Download the files for the tutorial.

Download the files needed for the tutorial into the directory you just created by left-clicking with the mouse on the following link (if left-clicking doesn't work, right-click and select "Save Link Target As..."): csci224_tutorial.zip

Unzip the files using the Linux command unzip csci224_tutorial.zip. This will create a directory named tutorial in your directory. This directory contains the C and assembly files needed for the tutorial.
Compile/Assemble the tutorial programs.

After unzipping the files, use the cd tutorial command to switch to the tutorial/ directory. Then compile and assemble the programs using either the make or the make all command (make and make all amount to the same command since typing make by itself defaults to make all).

In the process of "making" the programs, you will see a listing of the commands used to compile and assemble the C and assembly programs using gcc and as. It is recommended that you try executing each one of these commands on your own and use ls -lt to check what files are generated as a result of each command. Be sure to use the make clean command to delete all the executables and .o files before executing the "make" commands on your own.

You may also want to use the less Makefile command to see how the Makefile performs the compilation/assembly process.
Execute the C and assembly executables.

After "making" the programs, try running the C and assembly programs using the tut_cprog and tut_asmprog executables, respectively. Remember, to run an executable that resides in the current directory, precede the executable name by ./ For example, to run tut_cprog, type ./tut_cprog
Debug the C executable, tut_cprog.
To begin debugging the C executable using the gdb debugger, execute the command: gdb tut_cprog.

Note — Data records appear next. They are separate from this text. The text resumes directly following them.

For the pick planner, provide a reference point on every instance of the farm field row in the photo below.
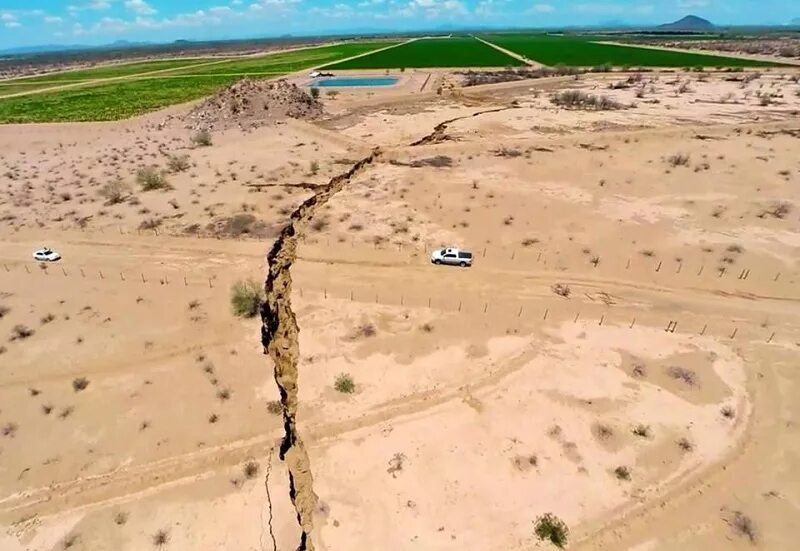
(433, 52)
(584, 52)
(142, 90)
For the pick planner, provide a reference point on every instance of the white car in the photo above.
(453, 257)
(46, 255)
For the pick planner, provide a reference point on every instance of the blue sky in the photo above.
(27, 22)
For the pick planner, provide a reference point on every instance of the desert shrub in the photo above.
(778, 209)
(160, 538)
(622, 473)
(178, 163)
(246, 298)
(115, 191)
(80, 383)
(21, 332)
(549, 527)
(150, 224)
(743, 526)
(344, 383)
(577, 99)
(682, 374)
(678, 159)
(150, 178)
(250, 469)
(641, 430)
(562, 290)
(202, 138)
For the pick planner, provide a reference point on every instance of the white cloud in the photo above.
(140, 7)
(543, 8)
(613, 9)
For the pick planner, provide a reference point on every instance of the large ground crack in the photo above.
(279, 332)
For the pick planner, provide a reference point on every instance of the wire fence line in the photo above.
(516, 256)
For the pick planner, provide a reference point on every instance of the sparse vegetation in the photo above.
(743, 526)
(687, 376)
(21, 332)
(150, 178)
(577, 99)
(622, 473)
(549, 527)
(678, 159)
(178, 163)
(344, 383)
(561, 290)
(642, 431)
(250, 469)
(202, 138)
(246, 298)
(161, 538)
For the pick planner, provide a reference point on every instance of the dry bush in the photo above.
(549, 527)
(250, 469)
(120, 518)
(246, 298)
(743, 526)
(641, 430)
(577, 99)
(344, 383)
(115, 191)
(622, 473)
(778, 209)
(21, 332)
(80, 383)
(687, 376)
(678, 159)
(150, 223)
(160, 538)
(151, 178)
(202, 138)
(178, 163)
(562, 290)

We will start off by introducing a few simple debugging commands in gdb.
- First of all, start running the program in gdb.
  
  To begin debugging, you must first begin executing the program within gdb. When gdb starts up, the program is merely loaded; it is not yet executing. Before running the program, use the break main command to set a break point at the first instruction in main(). Then type run (or r) to begin running the program. You will note that the program breaks immediately at the entrance to main().
- Use the step (or s) command to trace into instructions.
  
  The step (or s) command traces into each instruction. Effectively, this means that it executes the next single machine/assembly instruction. For procedure or interrupt calls, this means that it executes only the instruction that transfers control to the procedure, causing it to jump into that procedure/interrupt (i.e. it steps 'into' the procedure/interrupt).
  
  Use the s command a couple times to watch the program's progress as you step through the code. When you get to the function call for get_number(), notice that you actually "step into" the procedure so that you can watch the execution of each individual statement in that procedure. If you ever want to re-start from the beginning of the program, simply use the run (r) command again, which will re-start execution of the program from the beginning, stopping immediately at the first breakpoint (at main()).
- Use the next (or n) command to trace over instructions.
  
  The next (or n) command traces over each instruction. Effectively, this means that it executes the next single instruction in the active procedure. For procedure or interrupt calls, this means that it executes the full procedure or interrupt (i.e. it steps 'over' the procedure/interrupt).
  
  Try stepping through the program again, but this time use the n command instead. Notice that this time, you don't jump into the get_number() function. Stepping "over" this function simply causes it to execute "behind the scenes", so that you don't have to watch all the gory details if you don't want/need to.
- Watching variables.
  
  Sometimes it is desirable to watch how the value of a variable changes as you trace through the program. It is possible to watch variables in this fashion using the display {variable name} command.
  
  For example, re-start execution from the beginning of the program again, but this time use the command display n to watch the value of variable "n" as you step through the beginning of the program. To see a full listing of all the variables that are currently being watched, use the info display command. Likewise, if you want to delete a variable from being watched, you can use the command delete display {variable number}.
  
  Note: gdb can only watch variables that haven't been optimized away by the compiler. For example, some simple local variables, such as a loop index (like i in the tut_cprog.c) are optimized by the compiler such that they're only stored in registers, and never updated in memory. Consequently, attempts to watch them will fail -- you can only view their current values by watching the register(s) in which they are stored.
- Display memory.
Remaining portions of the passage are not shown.